You are viewing a plain text version of this content. The canonical link for it is here.
Posted to dev@hive.apache.org by Vaibhav Shrivastava <va...@gmail.com> on 2010/04/07 02:26:05 UTC

Re: Hive and Hadoop Ideas.

Hi all,
           I am sorry if this is spamming your inbox but I wanted to
reach out. I would like to apply for the Google Summer Code project
for implementing indexes on Hive and have some basic ideas and would
like to discuss them with a mentor. I would highly appreciate if I am
given direction,

Title:  	 Using Indexes for Improved Performance of Queries
Student: 	Vaibhav Shrivastava
Abstract: 	Hive is used an SQL like abstraction for Map Reduce Jobs.
The focus of the project shall be to implement Indexes for various
tables to facilitate various operations performed on the results. In
the proposal various types of indexes which can be used, how they can
be implemented and their prospective applications are discussed. The
content shall be updated as inputs ,reviews are provided.
Content: 	

Title:Using Indexes for Improved Performance of Queries

       Indexes are a common way of speeding up row retrieval in normal
databases. The idea is to keep just an auxiliary pointer of a data
member which is considered to be crucial in the query. One can
consider an example of retrieving records where the id is equal to
some desired value range. Looking up an Index will cause a lesser
number of rows to be fetched.

      In a Hadoop environment the files are located on the HDFS. One
can consider the Index to be pointing to say a particular location in
the file.

      Another application could be to use an index for a particular
aggregation operator.

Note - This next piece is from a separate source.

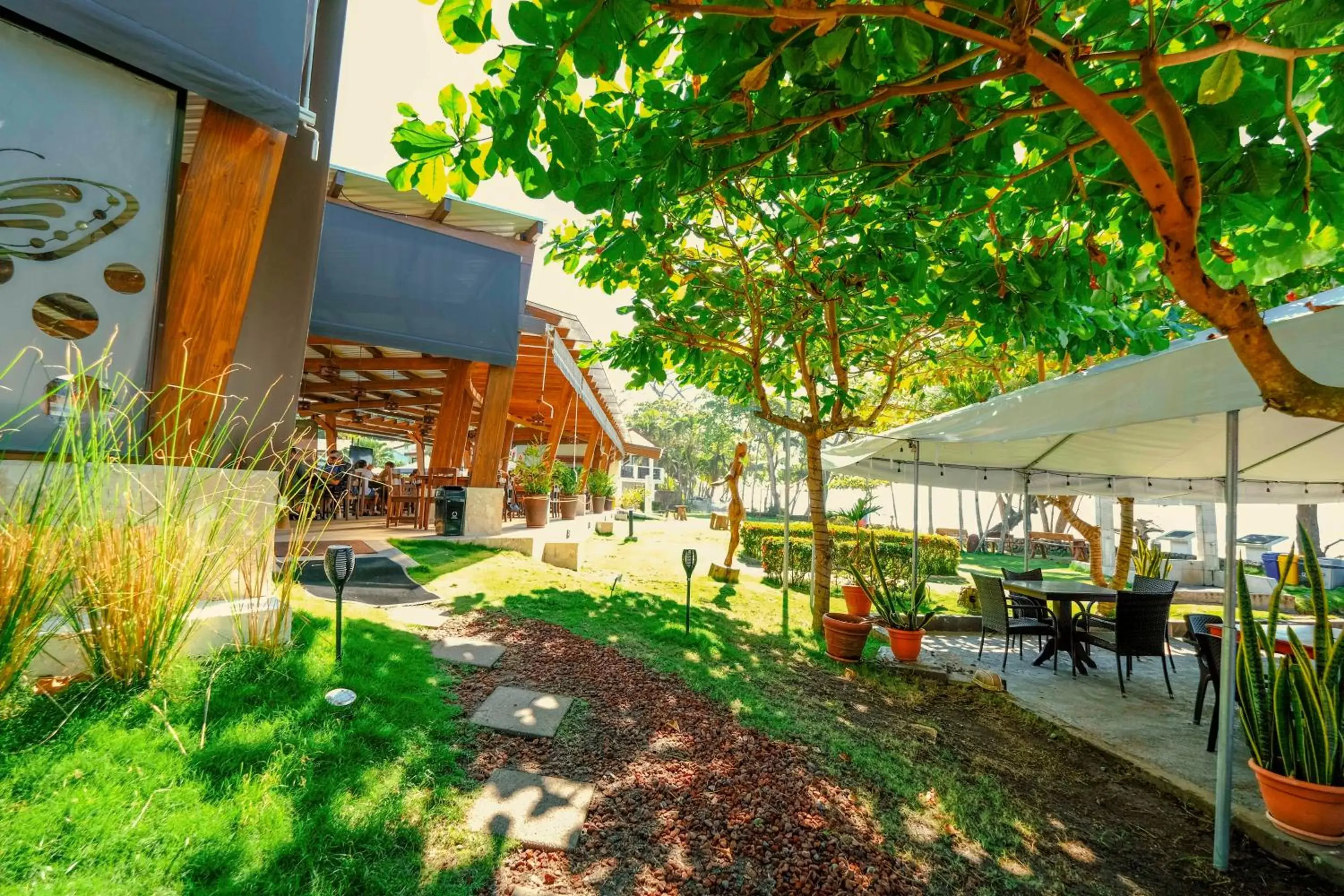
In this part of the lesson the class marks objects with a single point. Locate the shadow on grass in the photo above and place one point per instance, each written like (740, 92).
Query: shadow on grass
(287, 796)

Hence when a particular count of say a paricular
key is required we can obtain the individual rows in consideration
without looking into the whole file, by just counting the offsets.

      For building an index, One can think of a Map Reduce job wherein
the data fetched can be Reduced efficiently by using an combiner at an
intermediate stage and using the data to get more sorted values.

      Also one can consider the development of a kd (k dimensional
tree) for multi key queries, however much of the simplicity of the
design may be lost in such a situation.


Experience:

      I am currently working at Stony Brook University, NY as a
Masters student in the Computer Science Dept. I am working on
textmap.com which is a Text Analysis System and uses Map Reduce Jobs
to extract sentiment information from the articles processed. I have
experience using the Hadoop System and am interested in furthering my
knowledge.



Deliverables:

      After a design decision on as to how the index structure would
be (Single Dense Index, B Tree Index or a kd Tree type index), trying
to develop a prototype model.

       Emphasis during the mid term evaluation would be to compare a
query using an index as opposed to a normal query or any such other
application such as a Join or an subquery.

       Emphasis during the end would be to try to optimize the
particular application designed in the mid term evaluation phase, or
alternatively to implement more other queries which may have improved
performance using indexes.



Mentor: Unknown (Can I get some assistance?)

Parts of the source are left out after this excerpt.